Many of them such as Hassan Ali, a Pakistani engineer, with dark circles around his eyes, had just escaped from Unity state with terrifying accounts of killing in the vast oil fields that feed oil production in both Sudans.
For the last three days terrified oil workers have listened to the carnage beyond the perimeter.
"It was Sudanese killing Sudanese," he said. "They were killing each other with stones and knives," said one of his colleagues before making a cut-throat gesture. A third man, who gave his name as Dabeer, spoke of one attacker whom he had seen chopping the hands from victims. The men said that at least 16 people had died, many of them ordinary South Sudanese out of uniform. On their way to the airstrip in Unity town they had seen scores of scorched huts.
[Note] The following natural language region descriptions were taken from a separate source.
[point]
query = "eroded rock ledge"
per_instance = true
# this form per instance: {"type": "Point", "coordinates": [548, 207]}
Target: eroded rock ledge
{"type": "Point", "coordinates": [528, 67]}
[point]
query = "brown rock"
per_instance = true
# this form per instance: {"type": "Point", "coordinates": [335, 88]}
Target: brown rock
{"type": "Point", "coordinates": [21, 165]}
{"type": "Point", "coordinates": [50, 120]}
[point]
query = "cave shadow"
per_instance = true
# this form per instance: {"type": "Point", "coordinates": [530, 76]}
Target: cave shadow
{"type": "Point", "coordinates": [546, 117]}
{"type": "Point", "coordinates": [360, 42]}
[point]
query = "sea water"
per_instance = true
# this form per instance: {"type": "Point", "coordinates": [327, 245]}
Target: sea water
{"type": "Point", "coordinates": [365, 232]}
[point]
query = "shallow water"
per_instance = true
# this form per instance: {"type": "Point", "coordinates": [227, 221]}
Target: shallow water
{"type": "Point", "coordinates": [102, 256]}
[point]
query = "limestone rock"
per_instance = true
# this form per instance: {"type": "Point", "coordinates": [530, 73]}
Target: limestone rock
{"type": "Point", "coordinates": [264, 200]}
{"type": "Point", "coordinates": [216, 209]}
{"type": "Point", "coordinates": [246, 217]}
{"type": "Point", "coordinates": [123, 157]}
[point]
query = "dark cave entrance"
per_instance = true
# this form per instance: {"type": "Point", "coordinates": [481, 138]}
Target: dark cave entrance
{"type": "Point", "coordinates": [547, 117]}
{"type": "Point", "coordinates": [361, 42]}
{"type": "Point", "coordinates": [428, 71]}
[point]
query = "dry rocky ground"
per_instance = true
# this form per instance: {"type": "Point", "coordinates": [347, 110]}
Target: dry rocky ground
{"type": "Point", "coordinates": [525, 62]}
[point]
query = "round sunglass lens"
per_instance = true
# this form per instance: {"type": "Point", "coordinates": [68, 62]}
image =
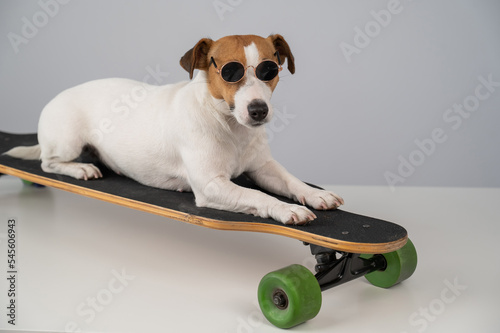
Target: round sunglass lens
{"type": "Point", "coordinates": [232, 72]}
{"type": "Point", "coordinates": [267, 71]}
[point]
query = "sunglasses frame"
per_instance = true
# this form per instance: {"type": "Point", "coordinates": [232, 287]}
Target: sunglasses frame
{"type": "Point", "coordinates": [219, 71]}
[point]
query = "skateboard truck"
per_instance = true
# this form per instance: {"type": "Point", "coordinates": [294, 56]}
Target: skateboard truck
{"type": "Point", "coordinates": [335, 267]}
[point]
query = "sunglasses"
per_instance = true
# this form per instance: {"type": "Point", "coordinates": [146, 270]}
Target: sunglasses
{"type": "Point", "coordinates": [234, 71]}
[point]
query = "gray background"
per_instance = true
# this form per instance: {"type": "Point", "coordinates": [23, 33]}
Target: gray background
{"type": "Point", "coordinates": [346, 122]}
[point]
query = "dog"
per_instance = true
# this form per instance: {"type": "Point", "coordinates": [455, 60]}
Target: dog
{"type": "Point", "coordinates": [190, 136]}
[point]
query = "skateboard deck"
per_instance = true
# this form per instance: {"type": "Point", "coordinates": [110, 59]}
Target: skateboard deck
{"type": "Point", "coordinates": [338, 229]}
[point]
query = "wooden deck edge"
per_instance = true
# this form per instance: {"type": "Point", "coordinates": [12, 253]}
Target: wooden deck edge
{"type": "Point", "coordinates": [370, 248]}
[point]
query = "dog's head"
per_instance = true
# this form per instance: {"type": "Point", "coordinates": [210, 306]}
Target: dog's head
{"type": "Point", "coordinates": [242, 71]}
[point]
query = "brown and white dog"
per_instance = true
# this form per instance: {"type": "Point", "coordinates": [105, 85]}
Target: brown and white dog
{"type": "Point", "coordinates": [190, 136]}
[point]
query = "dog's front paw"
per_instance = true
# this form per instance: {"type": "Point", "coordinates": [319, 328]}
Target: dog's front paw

"There were more than 20 burnt to the ground," said Ali.
Unity state, which provides much of the crude on which South Sudan's fledgling economy relies, has become the centrepiece of a power struggle between government forces and an emerging armed opposition. A stream of defections by senior military officers has split the Sudan People's Liberation Army (SPLA), with Major General James Koang Choul, commander of the division that controls the state, emerging as the latest to turn his back on President Salva Kiir yesterday.
Heavy fighting between ethnic Dinka, who hail from the same tribe as the president, and the Nuer kinsmen of the fugitive former vice president Riek Machar have been struggling for control of the oil which is pumped by Chinese and Malaysian companies.
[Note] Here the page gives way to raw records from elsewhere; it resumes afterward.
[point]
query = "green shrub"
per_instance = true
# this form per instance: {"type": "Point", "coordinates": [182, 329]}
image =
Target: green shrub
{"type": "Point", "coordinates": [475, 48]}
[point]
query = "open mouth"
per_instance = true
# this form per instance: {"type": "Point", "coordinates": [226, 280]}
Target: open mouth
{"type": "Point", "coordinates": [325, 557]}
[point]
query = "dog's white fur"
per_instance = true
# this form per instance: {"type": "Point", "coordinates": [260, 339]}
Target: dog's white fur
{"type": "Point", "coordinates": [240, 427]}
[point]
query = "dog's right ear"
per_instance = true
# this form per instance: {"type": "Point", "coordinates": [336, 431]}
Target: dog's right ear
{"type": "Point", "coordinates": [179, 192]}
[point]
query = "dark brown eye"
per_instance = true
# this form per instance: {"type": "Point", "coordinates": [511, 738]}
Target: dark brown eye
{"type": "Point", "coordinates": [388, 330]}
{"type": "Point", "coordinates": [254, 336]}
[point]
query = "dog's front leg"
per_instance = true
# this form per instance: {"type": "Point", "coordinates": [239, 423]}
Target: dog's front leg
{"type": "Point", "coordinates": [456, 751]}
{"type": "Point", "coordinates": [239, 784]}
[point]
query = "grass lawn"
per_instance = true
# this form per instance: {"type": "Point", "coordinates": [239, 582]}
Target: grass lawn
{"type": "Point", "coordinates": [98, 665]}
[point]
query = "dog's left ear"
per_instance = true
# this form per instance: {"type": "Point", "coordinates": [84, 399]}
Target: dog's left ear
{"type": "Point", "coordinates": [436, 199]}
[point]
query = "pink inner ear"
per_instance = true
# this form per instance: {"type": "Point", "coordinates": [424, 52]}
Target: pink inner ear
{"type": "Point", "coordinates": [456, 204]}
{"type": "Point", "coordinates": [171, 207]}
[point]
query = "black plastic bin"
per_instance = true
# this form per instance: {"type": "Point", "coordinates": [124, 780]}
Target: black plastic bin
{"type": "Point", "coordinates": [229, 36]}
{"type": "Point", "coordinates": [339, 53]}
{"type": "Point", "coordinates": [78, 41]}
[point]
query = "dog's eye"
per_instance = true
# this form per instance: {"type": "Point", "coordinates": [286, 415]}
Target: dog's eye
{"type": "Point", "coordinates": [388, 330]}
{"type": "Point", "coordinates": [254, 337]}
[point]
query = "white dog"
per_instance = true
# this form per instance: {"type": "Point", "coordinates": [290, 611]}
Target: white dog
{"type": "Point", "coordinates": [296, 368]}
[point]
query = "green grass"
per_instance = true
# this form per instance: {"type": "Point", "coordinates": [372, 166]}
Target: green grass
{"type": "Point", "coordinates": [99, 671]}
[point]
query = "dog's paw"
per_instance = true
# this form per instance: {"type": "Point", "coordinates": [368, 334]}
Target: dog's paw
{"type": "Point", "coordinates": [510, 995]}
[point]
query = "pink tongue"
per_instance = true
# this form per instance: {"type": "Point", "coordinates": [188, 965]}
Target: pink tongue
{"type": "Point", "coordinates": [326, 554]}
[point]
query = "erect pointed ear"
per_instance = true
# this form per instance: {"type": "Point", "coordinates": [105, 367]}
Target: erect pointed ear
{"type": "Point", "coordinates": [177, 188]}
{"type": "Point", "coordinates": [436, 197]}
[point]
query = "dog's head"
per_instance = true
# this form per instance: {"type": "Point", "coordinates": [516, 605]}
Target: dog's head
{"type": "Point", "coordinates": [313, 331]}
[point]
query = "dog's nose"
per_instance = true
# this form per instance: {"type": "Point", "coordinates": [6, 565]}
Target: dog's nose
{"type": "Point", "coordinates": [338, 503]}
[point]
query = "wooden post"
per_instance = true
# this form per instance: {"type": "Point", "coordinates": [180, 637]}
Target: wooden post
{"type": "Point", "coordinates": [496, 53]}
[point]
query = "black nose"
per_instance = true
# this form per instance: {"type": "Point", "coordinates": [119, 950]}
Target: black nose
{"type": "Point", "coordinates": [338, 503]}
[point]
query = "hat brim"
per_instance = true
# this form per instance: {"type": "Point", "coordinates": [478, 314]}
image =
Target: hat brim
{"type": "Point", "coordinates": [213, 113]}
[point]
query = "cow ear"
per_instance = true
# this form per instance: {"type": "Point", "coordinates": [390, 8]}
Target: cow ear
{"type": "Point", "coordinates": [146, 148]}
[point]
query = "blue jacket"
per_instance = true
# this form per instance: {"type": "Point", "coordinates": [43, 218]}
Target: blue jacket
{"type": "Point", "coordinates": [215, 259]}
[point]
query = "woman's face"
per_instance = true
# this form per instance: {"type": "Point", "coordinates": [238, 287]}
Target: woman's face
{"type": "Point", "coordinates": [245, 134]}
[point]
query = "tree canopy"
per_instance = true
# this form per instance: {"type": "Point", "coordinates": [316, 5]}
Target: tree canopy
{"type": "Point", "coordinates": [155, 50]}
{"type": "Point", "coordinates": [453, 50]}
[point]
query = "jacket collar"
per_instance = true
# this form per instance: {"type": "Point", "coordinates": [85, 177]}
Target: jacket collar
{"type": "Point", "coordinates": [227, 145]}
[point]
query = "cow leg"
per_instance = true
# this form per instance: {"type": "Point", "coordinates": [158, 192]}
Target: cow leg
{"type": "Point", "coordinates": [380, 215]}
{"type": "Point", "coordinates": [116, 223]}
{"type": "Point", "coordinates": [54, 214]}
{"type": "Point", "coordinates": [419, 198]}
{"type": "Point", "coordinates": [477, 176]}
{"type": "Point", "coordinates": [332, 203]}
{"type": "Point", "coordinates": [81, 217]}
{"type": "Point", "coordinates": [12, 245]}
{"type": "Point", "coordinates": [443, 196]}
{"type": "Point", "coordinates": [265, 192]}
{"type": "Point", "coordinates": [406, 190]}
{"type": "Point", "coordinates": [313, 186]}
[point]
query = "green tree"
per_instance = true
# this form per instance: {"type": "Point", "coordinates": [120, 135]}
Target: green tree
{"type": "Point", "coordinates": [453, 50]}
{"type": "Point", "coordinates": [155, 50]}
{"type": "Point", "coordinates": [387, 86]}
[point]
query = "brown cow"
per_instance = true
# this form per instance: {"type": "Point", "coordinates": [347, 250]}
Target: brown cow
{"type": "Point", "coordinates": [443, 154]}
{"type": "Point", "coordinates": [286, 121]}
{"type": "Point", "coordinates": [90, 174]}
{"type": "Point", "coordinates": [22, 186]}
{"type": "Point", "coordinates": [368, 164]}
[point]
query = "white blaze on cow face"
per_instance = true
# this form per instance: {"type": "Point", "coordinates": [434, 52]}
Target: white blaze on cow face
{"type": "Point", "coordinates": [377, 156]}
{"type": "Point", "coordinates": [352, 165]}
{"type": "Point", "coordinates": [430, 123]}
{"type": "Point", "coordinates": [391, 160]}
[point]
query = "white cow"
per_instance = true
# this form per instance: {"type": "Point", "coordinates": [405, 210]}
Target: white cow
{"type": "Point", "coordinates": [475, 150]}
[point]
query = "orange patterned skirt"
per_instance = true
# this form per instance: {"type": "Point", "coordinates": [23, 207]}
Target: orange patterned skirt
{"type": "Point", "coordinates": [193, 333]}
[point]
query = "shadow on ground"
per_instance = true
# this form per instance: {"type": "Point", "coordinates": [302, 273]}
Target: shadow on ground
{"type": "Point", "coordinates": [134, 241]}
With a haze coming off the rough concrete blocks, outside Juba's squalid airport snaking lines of hundreds of Chinese oil workers tried to hide from the sun by putting coats and T-shirts over their heads. Song Liu had been waiting for nearly four hours for his company, the China Petroleum Engineering & Construction Corporation (CPECC) to get him out via Dubai to Beijing.
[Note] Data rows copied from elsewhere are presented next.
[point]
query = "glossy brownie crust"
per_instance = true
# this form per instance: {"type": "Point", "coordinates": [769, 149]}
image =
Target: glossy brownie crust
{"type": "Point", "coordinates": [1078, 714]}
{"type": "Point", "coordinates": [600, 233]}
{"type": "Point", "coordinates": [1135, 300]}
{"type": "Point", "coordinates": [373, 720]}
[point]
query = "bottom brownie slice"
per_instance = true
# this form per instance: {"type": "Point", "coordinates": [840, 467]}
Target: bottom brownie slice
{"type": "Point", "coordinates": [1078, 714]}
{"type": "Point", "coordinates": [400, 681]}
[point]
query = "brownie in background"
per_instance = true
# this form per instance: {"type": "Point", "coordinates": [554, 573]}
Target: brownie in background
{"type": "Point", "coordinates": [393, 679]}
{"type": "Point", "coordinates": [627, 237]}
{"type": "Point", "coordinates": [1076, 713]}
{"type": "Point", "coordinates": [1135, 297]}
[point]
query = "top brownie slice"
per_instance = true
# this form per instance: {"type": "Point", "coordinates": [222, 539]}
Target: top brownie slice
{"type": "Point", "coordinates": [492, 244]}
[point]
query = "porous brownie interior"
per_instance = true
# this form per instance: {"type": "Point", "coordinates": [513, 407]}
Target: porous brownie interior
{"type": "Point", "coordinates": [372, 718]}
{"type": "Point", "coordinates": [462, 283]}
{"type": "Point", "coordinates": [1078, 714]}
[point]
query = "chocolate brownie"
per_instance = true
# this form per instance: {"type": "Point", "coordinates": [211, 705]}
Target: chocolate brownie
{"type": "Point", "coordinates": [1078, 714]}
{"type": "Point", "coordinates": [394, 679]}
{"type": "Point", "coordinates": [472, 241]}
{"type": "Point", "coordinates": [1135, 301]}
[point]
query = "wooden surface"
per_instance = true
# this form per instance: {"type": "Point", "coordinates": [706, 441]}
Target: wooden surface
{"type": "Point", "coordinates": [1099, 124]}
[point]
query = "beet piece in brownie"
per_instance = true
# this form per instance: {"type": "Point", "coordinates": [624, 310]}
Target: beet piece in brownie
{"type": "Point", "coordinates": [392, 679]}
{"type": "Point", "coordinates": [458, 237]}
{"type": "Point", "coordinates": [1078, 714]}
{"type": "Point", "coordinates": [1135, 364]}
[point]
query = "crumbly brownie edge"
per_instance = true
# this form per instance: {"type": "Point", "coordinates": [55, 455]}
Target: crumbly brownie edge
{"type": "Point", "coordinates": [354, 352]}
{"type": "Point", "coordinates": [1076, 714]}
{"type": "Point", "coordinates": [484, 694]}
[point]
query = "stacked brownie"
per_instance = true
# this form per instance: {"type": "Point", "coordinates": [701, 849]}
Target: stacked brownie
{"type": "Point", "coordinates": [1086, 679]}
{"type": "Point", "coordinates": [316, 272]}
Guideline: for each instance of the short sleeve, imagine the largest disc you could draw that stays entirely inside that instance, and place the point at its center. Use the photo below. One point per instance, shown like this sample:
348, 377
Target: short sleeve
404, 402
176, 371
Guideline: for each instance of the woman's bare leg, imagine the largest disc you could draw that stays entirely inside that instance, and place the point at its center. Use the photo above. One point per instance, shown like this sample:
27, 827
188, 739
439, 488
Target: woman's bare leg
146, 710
"There are some people who have died up there," he said of the fields in Unity. "We are all leaving."
All around him men and women in their khaki overalls with CPECC badges trudged slowly forward while foremen barked orders.
Nearby Saeed Mansour, an Indian freshly arrived in Juba from Unity state, spoke of emergency shutdowns at four oil facilities in the state while fighting raged around them.
One week on from a dispute in South Sudan's presidential guard that escalated into street fighting in the capital and accusations of a coup, thousands of foreign nationals have crowded the airport to escape with RAF flights and US airforce transport planes, while oil companies scramble to evacuate personnel.
Meanwhile, an attempted airlift by US forces from the restive state of Jonglei ended in their aircraft being fired upon by militia loyal to the rebel commander Peter Gadet.
US helicopters were en route to an evacuation site near the state capital of Bor when they came under fire with four American personnel wounded.
"The aircraft diverted to an airfield outside the country and aborted the mission," the US Africa command said in a statement.
In the red dust outside the airport among the throng of soldiers, oil workers and South Sudanese waiting to leave Juba, James Marial Achak was still struggling to comprehend his own good fortune. He was one of the lucky few to catch the last flight out of Akobo, a tense outpost to the far east of South Sudan where a UN base was overrun on Friday, resulting in the deaths of two Indian peacekeepers. An ethnic Dinka, he was in the UN outpost just hours before it was stormed by a mob of two thousand Nuer youths, many of them armed.
"If I hadn't got on that plane I would have died," said the aid worker. "My children would have been orphaned."
His friend and fellow Dinka, Deng Majok was not so fortunate. When the crowd swarmed around the small base firing weapons, the Indian peacekeepers were forced to let them in.
The UN soldiers were then tricked into gathering nearly two dozen Dinkas, mainly local government officials into one place with assurances that they would be protected from the mob. Once in the same spot several men opened fire on the peacekeepers, killing two of them and hitting a third in the chest. Then they massacred the Dinka. Majok survived by covering himself with the corpses of the others and not responding when one of the crowd trod on him. He was later smuggled out of Akobo as far as Malakal, in Upper Nile state.
"There was nothing the peacekeepers could do," said Marial Achak, who had reached his friend by phone on Friday night. "The Nuer were so many and they were so few."
In Juba itself a form of calm and normality has returned to some parts of the city. Shops have reopened and civilian traffic has returned to the streets where only a few days ago battles raged between different army factions. But there are signs everywhere of what has passed. A battle tank is parked next to the entrance to the president's residence and a trio of pick up trucks mounted with anti-aircraft guns are parked on the corner.
Only a few hundred metres away, the residence of President Kiir's rival, Riek Machar, is pockmarked with craters from heavy calibre bullets and a corner wall has been demolished by artillery.
"This calmness is ambiguous," said Patrick Kapukha, a Kenyan aid worker with four years' experience in the country. "A cycle of revenge and fear is building momentum."
He said that his staff were relaying reports of large-scale mobilization among different ethnic communities intent on revenge for what they see as targeted killings.
"The leaders have got to come together and do so on television or this is going to get much worse," he warned.